[erlang-questions] Parsing C with leex and yecc

Richard O'Keefe <>
Fri Jul 23 01:44:55 CEST 2010

On Jul 23, 2010, at 6:00 AM, Tony Finch wrote:
>> 	/\/\*([^*]*\*+[^/*])*[^*]*\*+\//
> This is sadly incomplete ("sadly" because it's a good example of C's
> syntactic unpleasantness) unless you have already performed translation
> phases 1 and 2 on the source. In phase one you translate trigraphs (in
> particular ??/ -> \) and in phase two you delete backslash-newline
> sequences (which might not be visible until after trigraph substitution).
> Comments are recognized in phase three.

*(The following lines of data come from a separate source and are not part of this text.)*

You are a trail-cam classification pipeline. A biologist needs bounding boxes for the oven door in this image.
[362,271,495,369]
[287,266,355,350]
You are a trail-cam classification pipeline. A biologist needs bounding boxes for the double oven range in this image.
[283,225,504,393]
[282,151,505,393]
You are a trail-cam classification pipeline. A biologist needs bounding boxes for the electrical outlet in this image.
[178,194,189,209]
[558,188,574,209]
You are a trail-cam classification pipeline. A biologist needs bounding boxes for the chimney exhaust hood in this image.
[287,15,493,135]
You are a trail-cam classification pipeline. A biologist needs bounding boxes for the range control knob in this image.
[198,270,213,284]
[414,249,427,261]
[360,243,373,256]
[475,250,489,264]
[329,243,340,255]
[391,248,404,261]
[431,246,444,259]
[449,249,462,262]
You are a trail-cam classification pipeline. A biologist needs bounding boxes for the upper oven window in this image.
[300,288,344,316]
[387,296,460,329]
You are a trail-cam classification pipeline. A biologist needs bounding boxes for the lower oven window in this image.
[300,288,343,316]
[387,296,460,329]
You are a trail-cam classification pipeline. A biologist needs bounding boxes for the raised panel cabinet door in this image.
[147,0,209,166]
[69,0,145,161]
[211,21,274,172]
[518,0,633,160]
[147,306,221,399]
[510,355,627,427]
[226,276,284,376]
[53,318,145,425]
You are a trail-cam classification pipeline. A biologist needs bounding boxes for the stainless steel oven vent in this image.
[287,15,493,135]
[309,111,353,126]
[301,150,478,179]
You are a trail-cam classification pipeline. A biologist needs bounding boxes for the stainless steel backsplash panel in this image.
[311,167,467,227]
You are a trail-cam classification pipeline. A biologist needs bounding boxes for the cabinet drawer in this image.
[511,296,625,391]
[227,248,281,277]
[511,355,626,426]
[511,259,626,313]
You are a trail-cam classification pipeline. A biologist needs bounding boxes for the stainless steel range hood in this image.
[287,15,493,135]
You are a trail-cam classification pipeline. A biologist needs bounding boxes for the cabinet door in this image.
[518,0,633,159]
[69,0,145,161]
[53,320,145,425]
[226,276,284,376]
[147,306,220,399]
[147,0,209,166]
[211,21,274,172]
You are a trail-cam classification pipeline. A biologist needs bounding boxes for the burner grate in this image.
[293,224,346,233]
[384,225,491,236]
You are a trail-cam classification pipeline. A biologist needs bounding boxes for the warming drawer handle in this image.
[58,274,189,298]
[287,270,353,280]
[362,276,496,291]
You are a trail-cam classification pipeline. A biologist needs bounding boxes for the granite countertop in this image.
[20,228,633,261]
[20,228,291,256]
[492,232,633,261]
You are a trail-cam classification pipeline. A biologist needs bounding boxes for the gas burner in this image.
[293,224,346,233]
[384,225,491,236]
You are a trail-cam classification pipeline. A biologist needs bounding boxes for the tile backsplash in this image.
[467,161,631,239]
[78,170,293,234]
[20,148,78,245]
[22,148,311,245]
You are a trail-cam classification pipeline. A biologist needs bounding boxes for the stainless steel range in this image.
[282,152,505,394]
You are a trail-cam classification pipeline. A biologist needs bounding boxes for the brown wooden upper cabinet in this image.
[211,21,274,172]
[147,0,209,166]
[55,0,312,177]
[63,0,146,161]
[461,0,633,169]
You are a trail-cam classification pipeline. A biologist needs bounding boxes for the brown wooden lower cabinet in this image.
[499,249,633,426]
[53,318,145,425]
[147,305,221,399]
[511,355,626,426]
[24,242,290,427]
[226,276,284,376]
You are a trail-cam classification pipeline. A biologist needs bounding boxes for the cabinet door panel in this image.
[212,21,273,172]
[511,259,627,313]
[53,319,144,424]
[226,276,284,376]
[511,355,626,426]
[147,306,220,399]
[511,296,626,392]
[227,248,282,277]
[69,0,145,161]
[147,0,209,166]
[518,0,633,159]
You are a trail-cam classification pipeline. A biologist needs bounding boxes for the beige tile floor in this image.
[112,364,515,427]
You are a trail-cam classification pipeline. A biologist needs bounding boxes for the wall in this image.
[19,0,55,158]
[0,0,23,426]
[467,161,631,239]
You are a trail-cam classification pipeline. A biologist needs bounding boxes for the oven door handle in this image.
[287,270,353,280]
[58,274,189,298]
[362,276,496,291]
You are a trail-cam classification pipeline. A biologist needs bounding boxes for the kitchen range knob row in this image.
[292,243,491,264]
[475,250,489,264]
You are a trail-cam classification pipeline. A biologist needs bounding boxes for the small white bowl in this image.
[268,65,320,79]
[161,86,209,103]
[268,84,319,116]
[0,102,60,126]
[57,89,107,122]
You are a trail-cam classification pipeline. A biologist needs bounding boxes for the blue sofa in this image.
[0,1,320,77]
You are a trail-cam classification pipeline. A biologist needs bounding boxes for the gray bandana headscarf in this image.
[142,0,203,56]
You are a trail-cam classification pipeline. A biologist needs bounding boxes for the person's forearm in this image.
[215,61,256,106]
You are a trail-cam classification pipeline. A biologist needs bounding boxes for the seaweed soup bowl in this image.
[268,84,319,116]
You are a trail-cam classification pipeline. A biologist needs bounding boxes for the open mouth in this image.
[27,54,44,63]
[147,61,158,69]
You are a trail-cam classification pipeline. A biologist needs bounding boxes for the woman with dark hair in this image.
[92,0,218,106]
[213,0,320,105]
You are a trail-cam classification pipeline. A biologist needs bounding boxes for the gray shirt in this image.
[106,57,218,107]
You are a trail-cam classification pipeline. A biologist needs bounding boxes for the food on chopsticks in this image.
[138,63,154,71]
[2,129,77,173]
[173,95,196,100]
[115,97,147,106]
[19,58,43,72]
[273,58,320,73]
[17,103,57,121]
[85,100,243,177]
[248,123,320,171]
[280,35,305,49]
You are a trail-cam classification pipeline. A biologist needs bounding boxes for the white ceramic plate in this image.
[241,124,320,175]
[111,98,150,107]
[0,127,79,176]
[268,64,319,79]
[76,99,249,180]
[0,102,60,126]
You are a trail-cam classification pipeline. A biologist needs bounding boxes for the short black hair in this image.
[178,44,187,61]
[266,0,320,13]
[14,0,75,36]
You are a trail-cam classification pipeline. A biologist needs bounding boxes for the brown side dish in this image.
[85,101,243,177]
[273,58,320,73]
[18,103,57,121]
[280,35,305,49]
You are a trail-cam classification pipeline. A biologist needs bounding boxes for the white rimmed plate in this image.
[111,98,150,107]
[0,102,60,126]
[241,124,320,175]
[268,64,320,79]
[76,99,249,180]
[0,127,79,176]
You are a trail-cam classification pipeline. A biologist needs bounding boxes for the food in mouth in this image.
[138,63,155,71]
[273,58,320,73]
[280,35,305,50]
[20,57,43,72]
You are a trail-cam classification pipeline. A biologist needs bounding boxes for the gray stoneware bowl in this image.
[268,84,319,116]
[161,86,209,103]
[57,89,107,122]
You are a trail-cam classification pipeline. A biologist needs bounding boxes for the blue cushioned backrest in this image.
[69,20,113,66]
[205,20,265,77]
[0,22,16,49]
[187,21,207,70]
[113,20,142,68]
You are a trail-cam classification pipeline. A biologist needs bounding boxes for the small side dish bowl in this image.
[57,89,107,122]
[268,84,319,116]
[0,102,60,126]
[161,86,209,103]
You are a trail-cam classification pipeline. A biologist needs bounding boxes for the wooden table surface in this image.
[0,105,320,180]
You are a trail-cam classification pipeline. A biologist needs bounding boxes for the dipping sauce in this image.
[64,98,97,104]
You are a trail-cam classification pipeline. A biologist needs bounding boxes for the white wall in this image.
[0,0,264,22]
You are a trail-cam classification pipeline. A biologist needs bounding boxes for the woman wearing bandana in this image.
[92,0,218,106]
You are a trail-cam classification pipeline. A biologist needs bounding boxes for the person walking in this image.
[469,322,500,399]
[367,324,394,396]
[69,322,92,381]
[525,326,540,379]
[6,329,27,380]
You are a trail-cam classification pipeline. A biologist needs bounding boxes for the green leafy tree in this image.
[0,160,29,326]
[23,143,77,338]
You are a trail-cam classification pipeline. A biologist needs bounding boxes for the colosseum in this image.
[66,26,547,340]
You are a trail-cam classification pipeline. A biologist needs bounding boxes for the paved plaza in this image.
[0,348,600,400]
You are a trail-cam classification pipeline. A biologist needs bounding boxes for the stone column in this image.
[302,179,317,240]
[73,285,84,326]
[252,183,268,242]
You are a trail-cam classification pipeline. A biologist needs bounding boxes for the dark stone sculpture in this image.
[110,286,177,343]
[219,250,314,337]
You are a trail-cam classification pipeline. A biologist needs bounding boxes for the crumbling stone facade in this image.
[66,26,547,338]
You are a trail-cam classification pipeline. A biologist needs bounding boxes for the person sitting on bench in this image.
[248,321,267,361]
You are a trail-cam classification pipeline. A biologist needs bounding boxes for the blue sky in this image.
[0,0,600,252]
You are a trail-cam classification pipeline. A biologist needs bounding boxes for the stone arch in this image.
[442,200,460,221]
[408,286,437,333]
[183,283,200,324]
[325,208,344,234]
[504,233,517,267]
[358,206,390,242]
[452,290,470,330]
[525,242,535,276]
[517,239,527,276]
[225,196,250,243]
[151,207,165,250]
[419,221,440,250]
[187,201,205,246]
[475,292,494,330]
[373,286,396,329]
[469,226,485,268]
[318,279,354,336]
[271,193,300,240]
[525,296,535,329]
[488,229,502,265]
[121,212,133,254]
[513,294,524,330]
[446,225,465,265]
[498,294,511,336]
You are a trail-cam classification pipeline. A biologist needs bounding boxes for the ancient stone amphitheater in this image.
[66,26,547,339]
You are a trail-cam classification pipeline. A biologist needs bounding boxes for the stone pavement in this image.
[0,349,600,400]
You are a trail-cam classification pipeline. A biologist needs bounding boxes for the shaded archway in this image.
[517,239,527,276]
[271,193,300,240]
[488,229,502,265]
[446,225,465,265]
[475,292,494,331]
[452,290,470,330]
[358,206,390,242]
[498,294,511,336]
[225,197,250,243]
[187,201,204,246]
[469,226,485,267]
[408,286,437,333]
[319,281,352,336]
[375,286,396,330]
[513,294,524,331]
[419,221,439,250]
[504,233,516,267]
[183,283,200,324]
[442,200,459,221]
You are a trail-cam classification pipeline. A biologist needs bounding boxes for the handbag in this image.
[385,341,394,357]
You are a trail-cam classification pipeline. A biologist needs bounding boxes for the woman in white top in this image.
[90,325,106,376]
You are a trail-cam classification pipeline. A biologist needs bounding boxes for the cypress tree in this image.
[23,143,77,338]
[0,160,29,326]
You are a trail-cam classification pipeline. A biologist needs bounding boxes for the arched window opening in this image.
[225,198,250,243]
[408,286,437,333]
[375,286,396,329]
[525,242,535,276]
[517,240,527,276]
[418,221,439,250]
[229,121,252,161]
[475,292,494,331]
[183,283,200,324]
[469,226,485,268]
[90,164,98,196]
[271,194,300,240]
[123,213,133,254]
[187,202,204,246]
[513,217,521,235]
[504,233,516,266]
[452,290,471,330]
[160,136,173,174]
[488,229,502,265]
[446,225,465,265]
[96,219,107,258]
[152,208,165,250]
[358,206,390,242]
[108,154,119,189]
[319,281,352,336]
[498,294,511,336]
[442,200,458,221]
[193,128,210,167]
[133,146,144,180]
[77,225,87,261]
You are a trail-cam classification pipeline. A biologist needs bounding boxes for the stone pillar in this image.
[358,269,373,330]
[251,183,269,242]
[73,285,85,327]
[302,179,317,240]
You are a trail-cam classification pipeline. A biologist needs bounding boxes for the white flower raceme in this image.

Exactly so.  Which is why I suggested using a C preprocessor to do
the heavy lifting.  My "favourite" C comment is

	/??/	=> /\   =>	/**/
	*??/	   *\
	*??/	   *\
	/	   /
		trigraphs	backslash-newline removal

gcc actually gets this completely wrong unless you pass -trigraph
on the command line.

>   2. Each instance of a backslash character (\) immediately followed by
>      a new-line character is deleted, splicing physical source lines to
>      form logical source lines. Only the last backslash on any physical
>      source line shall be eligible for being part of such a splice. A
>      source file that is not empty shall end in a new-line character,
>      which shall not be immediately preceded by a backslash character
>      before any such splicing takes place.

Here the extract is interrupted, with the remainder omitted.